8. Do not make silly mistakes in your input files.
For example, if you are running MIGRATE on a supercomputer, like the one at BYU, then don’t forget little details that might otherwise be overlooked. For example, I like to set up my parmfiles in a word processor rather than going through the program menus, then I run in batch mode on the cluster. This means that I need to set menu=NO, or it will not work.
9. Learn to analyze / interpret MIGRATE output files.
Migrate gives a beautiful .pdf file of output information that reflects the output you called in your inputfile “parmfile.“ Again, stay away from the harmonic mean likelihood approximation. Use thermodynamic integration (TI) instead.
10. Learn to optimize conditions of your runs.
Based on my understanding, the best way to do this is to do multiple runs and determine how sensitive parameters are to initial conditions. To more fully understand your runs and the thoroughness of your sampling, you will need to look at the trees and data output in each run (and specify that they are output) in a program like AWTY or TRACER.** **
11. Don’t forget to create a logfile.
Use the command logfile=YES:logfile, where the second “logfile” happens to be the name specified for the logfile.

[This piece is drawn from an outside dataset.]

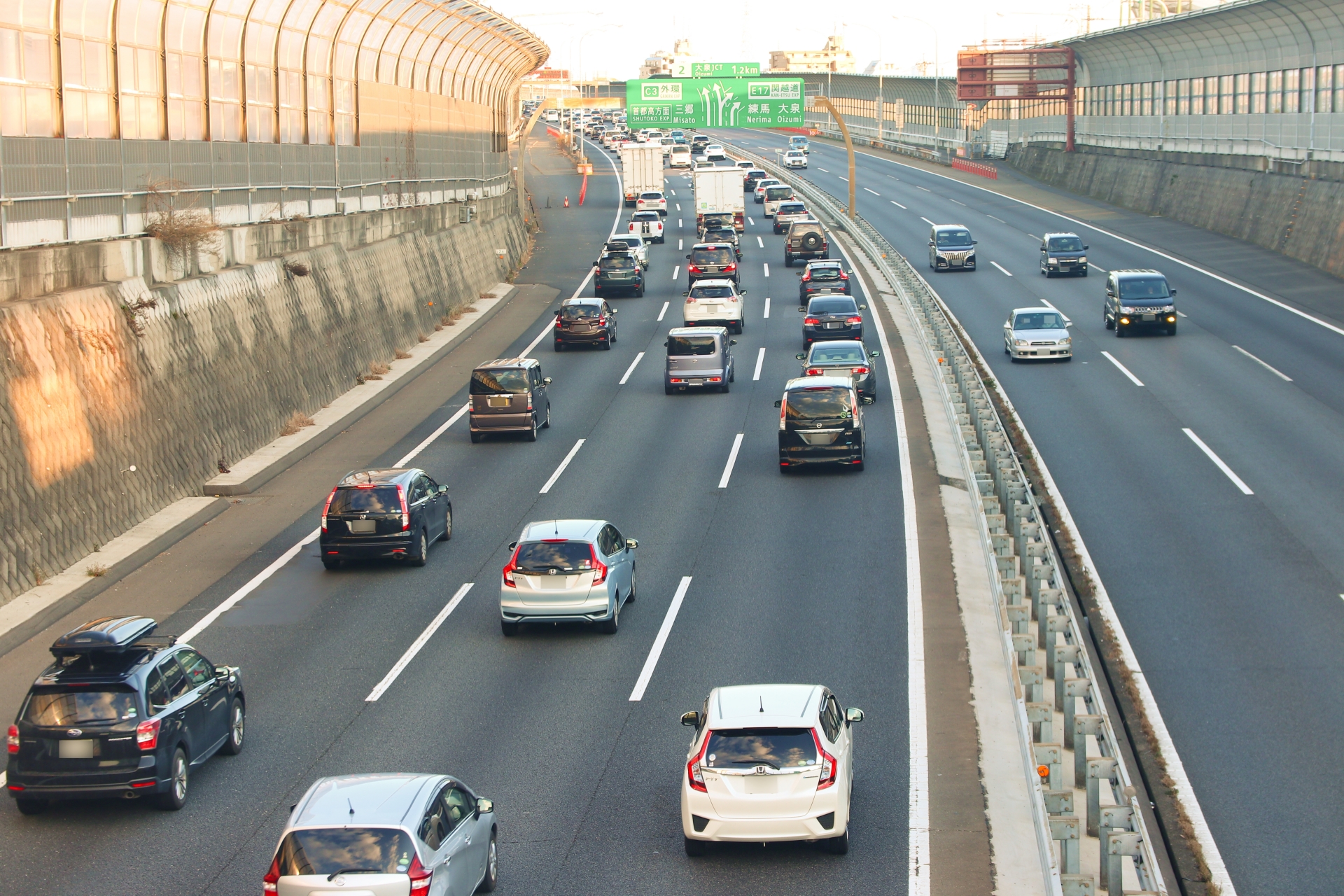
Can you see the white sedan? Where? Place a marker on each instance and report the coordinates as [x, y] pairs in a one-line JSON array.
[[769, 763], [1038, 333]]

12. Always conduct multiple runs.
One thing that I have done when implementing the ML then Bayesian runs method mentioned above is that I a have run Bayesian runs several times in sequence after I have the ML-generated priors. In this method, I use the results from each run to inform the subsequent run as priors. Theoretically, we should get better searches of tree space, and results (we hope), this way.
Beerli, P. (2006) Comparison of Bayesian and maximum likelihood inference of population genetic parameters. Bioinformatics, 22: 341.